The physics and other things, I lay fully at the feet of T10, but the car modeling weirdness seems to stem from work being farmed out across the planet, as well as T10 not taking the time to properly test and fix issues. When the team grows beyond 400 people and spans continents, everyone has to be on the same spec page, or there are going to be problems.
Polyphony Digital does it all themselves. They really weren't as big as they needed to be to properly render Kazunori's vision, plus they were yanked around by SONY too much while trying to focus on GT5. The size of the team now, I'm not sure of, but it had reached approximately 150 late last year. While quite a big team, this is still small compared to what T10 was able to do. However, M$ is made of money, SONY is not. Someone dug up the stats on available revenues between the two companies, and MS has almost ten times the cash to spend as it pleases, because they really don't make much but software, and charge exorbitantly for it. GT5 already cost SONY more than $80 million as of summer 2010, and it still wasn't done. Heck, it
still isn't done! How much Forza 4 cost is anyone's guess, but it has to be far more. And yes, it's still not done either, as DLC is coming for it as well.

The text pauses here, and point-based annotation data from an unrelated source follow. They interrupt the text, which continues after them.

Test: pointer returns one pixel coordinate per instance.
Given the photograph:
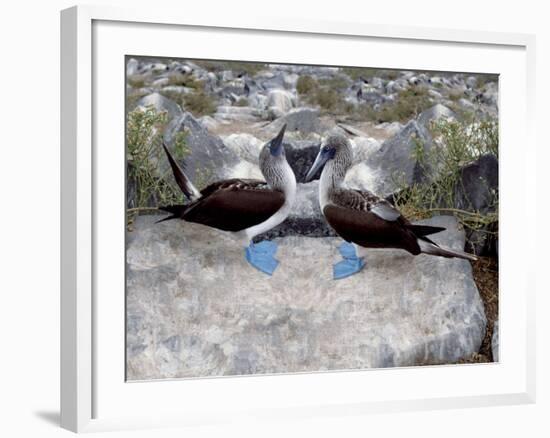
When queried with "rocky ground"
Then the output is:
(226, 111)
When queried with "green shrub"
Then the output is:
(144, 151)
(408, 104)
(456, 144)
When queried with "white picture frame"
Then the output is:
(92, 393)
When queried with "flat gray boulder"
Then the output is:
(395, 162)
(196, 308)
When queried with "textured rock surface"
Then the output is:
(495, 343)
(395, 161)
(196, 308)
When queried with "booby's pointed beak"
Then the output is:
(276, 145)
(320, 161)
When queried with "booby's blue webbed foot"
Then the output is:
(261, 256)
(351, 263)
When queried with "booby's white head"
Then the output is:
(335, 157)
(274, 166)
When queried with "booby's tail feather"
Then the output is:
(176, 211)
(424, 230)
(183, 181)
(429, 247)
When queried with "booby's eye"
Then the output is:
(328, 151)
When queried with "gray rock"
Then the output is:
(240, 113)
(477, 190)
(395, 162)
(246, 146)
(303, 120)
(495, 342)
(279, 102)
(208, 158)
(196, 308)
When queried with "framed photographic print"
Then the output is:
(289, 218)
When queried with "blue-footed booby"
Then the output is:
(244, 207)
(363, 219)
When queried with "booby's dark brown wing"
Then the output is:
(234, 205)
(369, 221)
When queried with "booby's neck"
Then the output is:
(332, 177)
(279, 177)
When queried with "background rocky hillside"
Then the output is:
(428, 141)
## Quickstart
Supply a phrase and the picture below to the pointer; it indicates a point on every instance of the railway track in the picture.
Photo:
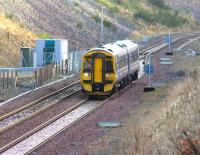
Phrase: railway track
(26, 145)
(19, 142)
(161, 41)
(23, 113)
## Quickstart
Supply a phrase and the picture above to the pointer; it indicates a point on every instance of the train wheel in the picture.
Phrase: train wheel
(136, 75)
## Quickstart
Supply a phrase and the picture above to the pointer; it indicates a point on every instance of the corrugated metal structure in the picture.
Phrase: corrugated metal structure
(75, 59)
(51, 50)
(26, 57)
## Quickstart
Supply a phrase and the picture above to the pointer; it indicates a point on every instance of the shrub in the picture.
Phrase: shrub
(45, 36)
(158, 3)
(96, 18)
(79, 25)
(109, 5)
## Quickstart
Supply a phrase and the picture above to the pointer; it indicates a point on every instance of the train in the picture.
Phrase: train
(110, 67)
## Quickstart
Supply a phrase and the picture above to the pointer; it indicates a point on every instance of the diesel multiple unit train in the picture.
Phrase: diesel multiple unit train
(109, 67)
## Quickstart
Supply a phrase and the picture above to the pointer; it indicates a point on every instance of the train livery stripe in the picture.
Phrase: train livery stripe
(98, 63)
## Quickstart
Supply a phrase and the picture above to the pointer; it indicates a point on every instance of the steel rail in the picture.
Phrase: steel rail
(15, 142)
(37, 112)
(143, 52)
(18, 140)
(9, 114)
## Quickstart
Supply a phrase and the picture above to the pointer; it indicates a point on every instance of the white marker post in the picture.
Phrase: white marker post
(148, 71)
(169, 42)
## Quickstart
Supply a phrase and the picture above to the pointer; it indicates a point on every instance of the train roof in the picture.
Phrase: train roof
(118, 47)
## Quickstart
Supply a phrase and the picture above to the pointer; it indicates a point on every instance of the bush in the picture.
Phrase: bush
(163, 17)
(79, 25)
(96, 18)
(109, 5)
(158, 3)
(45, 36)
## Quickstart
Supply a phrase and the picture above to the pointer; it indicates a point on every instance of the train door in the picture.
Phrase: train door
(98, 71)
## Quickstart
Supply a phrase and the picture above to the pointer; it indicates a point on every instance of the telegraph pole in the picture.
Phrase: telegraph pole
(102, 27)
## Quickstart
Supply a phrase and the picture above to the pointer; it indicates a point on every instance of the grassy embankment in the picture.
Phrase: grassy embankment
(151, 16)
(167, 121)
(12, 36)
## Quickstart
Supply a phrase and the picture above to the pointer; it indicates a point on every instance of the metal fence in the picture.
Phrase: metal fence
(30, 76)
(75, 59)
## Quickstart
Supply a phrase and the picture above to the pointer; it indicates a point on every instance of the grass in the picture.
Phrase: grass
(167, 121)
(150, 15)
(12, 35)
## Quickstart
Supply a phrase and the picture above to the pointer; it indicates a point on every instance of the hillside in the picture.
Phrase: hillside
(79, 21)
(12, 35)
(188, 6)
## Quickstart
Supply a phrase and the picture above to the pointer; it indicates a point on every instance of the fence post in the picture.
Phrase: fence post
(7, 79)
(3, 80)
(36, 79)
(16, 76)
(66, 66)
(56, 69)
(62, 66)
(11, 78)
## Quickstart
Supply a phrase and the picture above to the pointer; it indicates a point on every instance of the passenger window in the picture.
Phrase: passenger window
(87, 66)
(109, 66)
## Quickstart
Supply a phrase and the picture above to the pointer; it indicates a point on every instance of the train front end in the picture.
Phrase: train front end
(98, 72)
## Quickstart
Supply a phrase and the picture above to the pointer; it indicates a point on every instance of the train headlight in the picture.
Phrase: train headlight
(86, 74)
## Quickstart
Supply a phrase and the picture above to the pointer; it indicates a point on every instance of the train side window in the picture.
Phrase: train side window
(87, 65)
(109, 66)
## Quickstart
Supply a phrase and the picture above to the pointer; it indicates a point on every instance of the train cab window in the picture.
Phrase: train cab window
(109, 66)
(87, 65)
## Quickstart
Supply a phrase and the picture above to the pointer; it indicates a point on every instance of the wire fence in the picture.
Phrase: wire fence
(30, 76)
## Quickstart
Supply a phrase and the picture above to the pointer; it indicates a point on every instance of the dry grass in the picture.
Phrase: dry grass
(12, 36)
(167, 122)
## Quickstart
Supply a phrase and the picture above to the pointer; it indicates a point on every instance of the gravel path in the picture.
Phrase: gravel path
(75, 140)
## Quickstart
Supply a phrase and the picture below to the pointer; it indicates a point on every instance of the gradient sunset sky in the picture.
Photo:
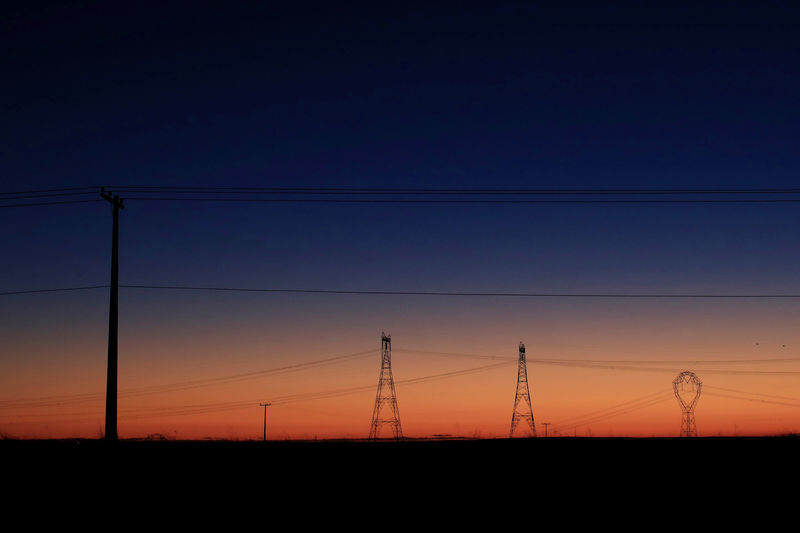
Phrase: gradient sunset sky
(501, 95)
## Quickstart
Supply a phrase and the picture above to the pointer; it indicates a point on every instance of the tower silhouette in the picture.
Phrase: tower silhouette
(385, 412)
(522, 400)
(687, 389)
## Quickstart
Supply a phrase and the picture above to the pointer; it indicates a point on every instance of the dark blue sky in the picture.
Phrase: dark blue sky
(499, 96)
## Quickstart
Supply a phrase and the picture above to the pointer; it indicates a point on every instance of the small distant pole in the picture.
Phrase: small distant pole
(113, 322)
(265, 405)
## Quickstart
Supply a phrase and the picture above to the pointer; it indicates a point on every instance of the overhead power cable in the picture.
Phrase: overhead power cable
(599, 295)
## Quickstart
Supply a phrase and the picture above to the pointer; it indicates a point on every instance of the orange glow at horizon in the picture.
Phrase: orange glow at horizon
(611, 397)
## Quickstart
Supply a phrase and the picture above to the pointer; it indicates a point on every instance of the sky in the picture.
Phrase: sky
(503, 96)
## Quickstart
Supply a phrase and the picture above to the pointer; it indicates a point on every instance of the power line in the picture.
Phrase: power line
(419, 293)
(457, 201)
(50, 401)
(49, 203)
(414, 190)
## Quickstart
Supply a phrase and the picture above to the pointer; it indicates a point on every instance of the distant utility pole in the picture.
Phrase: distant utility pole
(265, 405)
(522, 399)
(386, 412)
(113, 322)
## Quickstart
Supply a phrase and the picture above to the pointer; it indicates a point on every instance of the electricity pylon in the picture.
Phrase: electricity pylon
(687, 389)
(386, 412)
(522, 400)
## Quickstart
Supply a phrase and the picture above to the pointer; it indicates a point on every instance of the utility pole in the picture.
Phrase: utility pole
(265, 405)
(113, 322)
(386, 397)
(522, 399)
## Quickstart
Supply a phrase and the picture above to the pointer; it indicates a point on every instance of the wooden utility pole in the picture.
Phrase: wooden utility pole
(113, 322)
(265, 405)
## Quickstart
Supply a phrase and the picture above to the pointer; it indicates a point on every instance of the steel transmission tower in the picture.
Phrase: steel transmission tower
(522, 400)
(687, 389)
(386, 412)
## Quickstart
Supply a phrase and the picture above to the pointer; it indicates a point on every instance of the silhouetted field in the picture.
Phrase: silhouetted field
(348, 484)
(555, 459)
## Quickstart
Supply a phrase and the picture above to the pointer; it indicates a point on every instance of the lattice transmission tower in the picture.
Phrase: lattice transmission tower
(687, 389)
(385, 412)
(522, 400)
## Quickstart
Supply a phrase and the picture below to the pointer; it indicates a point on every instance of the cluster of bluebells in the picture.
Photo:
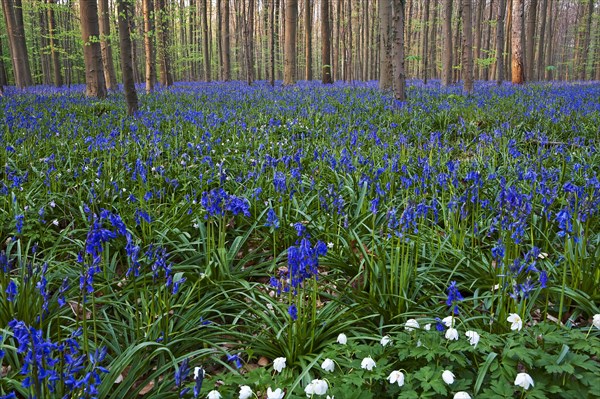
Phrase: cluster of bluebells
(45, 363)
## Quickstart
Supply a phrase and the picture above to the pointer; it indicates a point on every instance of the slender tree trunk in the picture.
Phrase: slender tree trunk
(488, 39)
(56, 69)
(467, 50)
(226, 41)
(447, 40)
(124, 12)
(398, 48)
(110, 76)
(500, 42)
(92, 54)
(272, 44)
(585, 51)
(385, 40)
(162, 31)
(13, 18)
(517, 46)
(541, 42)
(425, 48)
(326, 42)
(530, 41)
(478, 36)
(148, 12)
(308, 39)
(291, 20)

To me, as well as many of us, we prefer PD's way of doing things. Quality is high, bugs are fewer, especially the horrendous ones in the previous Forzas. Sure, none of us want just Standard cars and tracks if we can have Premiums. But given the choice of having more content versus far less, most of us have stated that the Standards are an acceptable compromise. Just look at the list of old Gran Turismo tracks, and how many of us are asking for those "ugly" things as DLC, tracks we'd have to buy. You can't ask for a bigger vote of approval than to vote with your dollars.